Ela diz que as mulheres não falam sobre isso por medo de serem julgadas. "Elas não querem ser vistas como egoístas. A implicação é que, se você não queria filhos, então você é uma mãe ruim."
O quão comum é isso?
É impossível saber quantas mulheres se sentem assim porque poucas falam abertamente sobre isso.
Mas, em uma pesquisa alemã da YouGov, realizada em 2016, 8% dos 1,2 mil participantes disseram que lamentavam ter se tornado pais.

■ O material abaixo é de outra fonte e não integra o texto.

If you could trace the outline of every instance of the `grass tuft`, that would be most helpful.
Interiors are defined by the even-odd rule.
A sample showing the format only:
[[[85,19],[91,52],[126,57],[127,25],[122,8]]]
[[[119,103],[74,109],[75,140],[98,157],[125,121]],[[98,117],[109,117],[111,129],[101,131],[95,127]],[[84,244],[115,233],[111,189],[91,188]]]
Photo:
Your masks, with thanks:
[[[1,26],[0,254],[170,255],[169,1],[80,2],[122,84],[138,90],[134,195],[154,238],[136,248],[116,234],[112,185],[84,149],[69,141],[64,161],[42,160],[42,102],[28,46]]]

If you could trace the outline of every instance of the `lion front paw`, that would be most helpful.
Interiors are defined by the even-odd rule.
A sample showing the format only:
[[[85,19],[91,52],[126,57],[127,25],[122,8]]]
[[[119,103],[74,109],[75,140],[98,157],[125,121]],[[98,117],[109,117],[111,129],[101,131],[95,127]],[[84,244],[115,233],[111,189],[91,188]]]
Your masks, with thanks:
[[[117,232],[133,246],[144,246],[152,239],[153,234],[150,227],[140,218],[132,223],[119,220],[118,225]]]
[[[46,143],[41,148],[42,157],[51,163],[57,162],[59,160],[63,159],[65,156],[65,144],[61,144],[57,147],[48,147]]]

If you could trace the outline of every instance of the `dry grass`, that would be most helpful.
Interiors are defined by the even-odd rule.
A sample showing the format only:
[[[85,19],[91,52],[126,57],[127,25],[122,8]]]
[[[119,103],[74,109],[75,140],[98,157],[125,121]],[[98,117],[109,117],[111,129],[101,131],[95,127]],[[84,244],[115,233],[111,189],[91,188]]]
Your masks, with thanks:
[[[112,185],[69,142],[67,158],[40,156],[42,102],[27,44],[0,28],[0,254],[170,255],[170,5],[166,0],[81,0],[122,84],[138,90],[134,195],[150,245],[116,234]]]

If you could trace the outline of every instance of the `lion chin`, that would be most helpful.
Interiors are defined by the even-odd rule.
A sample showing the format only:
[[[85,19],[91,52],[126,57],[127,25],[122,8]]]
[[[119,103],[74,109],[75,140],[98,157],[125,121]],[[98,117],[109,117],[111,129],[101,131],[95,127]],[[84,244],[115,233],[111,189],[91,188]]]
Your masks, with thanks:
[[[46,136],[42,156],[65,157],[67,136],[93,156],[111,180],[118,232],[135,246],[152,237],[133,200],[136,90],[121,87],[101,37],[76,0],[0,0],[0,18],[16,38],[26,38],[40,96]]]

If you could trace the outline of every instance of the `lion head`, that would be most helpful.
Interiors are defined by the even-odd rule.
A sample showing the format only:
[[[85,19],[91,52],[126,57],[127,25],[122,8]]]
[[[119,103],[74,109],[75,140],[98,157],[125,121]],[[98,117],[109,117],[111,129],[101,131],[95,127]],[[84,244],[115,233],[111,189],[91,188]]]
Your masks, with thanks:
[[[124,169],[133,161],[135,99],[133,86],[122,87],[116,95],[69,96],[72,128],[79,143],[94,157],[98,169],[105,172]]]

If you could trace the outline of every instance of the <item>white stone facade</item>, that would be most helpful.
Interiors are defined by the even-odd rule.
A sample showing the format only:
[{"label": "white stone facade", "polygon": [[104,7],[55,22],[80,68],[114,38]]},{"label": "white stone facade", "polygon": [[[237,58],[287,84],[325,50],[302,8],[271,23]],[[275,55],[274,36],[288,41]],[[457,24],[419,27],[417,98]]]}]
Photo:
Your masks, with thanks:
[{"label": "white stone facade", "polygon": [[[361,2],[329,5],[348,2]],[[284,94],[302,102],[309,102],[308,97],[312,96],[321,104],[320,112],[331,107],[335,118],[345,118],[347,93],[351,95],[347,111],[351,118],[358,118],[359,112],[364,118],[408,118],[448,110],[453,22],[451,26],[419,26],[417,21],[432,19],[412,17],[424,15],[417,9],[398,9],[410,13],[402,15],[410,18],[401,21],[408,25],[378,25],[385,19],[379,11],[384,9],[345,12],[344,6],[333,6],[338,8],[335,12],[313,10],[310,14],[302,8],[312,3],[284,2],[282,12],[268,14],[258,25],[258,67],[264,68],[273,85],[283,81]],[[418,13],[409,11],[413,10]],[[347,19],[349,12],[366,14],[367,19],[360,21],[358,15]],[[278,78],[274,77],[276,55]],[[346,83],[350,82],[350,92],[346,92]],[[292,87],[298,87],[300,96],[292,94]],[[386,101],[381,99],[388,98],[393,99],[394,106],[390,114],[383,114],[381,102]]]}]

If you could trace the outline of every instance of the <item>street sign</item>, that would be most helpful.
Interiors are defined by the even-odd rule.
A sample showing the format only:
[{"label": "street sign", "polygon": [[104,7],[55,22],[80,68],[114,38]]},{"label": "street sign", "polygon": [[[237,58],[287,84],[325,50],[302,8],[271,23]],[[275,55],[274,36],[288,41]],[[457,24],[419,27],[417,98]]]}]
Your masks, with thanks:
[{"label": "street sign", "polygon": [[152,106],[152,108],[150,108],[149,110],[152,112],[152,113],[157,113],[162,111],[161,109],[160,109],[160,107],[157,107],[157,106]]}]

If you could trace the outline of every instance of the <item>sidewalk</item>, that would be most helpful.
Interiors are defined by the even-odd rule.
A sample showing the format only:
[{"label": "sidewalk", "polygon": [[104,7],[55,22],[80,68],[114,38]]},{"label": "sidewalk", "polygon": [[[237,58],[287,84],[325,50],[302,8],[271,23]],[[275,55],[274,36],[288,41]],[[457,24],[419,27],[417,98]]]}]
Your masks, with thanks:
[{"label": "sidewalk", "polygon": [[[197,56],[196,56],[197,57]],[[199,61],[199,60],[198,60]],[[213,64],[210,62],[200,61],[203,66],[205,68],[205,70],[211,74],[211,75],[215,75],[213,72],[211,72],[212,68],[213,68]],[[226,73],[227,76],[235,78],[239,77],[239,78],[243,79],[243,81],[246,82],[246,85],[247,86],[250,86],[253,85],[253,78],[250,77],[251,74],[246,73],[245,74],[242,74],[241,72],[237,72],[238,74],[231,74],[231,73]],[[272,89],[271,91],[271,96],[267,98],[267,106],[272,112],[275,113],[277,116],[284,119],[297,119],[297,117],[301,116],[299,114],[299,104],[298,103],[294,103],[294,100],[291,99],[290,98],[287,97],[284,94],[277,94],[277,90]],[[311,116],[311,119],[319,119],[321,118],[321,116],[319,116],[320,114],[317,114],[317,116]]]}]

Em 2015, a socióloga israelense Orna Donath publicou um estudo com mulheres que se arrependeram de ter tido filhos. Ela descreveu "o desejo de desfazer a maternidade" como uma "experiência materna inexplorada".
As mulheres que admitem ter arrependimentos estão convencidas de que isso é diferente da depressão pós-parto.
Joy
Para Joy, que teve sua filha 20 anos atrás, o entendimento de que não queria ser mãe chegou cedo.
"Todo mundo fala da experiência em receber essa criança, desse amor desenfreado e fabuloso que os invade. Mas eu não senti nada disso. Para mim só parecia uma grande responsabilidade", diz ela.
Ela tem dificuldade de olhar para trás, nos primeiros anos da vida de sua filha, com algum carinho.
"Foi difícil, um trabalho diário árduo."
"Acho que todas as mães passam por isso, é só que eu não estava encontrando nada que pudesse curtir. Foi deprimente".
Joy acredita não ter a natureza maternal, das mães que apreciam e desfrutam da experiência de ter filhos.
"Eu me perguntei por muito tempo se as outras mães estavam na verdade brincando quando pintavam ou retratavam isso como sendo tão maravilhoso, e se na verdade um dia elas se revelariam e seriam honestas comigo", diz ela.
"Eu não parecia ter a capacidade de ser aquele tipo de mãe adorável, acolhedora e fofa."
"Eu queria retornar ao trabalho. Queria continuar com minha carreira, o negócio que eu estava construindo, e isso acabou sendo um grande peso."
Ao crescer, a filha pôs em dúvida o amor da mãe "porque eu não seguia o padrão da sociedade", diz Joy. "Eu a amo", insiste ela, "mas nossa relação não era muito afetuosa."
Joy diz que se mais mulheres se abrissem sobre como se sentem haveria menos pressão sobre as outras para se tornarem mães.
"Há mais de nós do que se imagina."
"O que seria realmente ótimo é se as mulheres pudessem se tornar profundamente honestas consigo mesmas. Se ter filhos e ter uma família é realmente importante para você, então vá em frente com todo o coração."
"Mas se você tem uma sensação dentro de você do tipo 'realmente não estou gostando da ideia', então não tenha medo ou vergonha de ser capaz de se levantar e dizer: 'Eu sou alguém que não quer ser mãe, eu não quero filhos."
*Os nomes das mulheres que falam na reportagem são fictícios.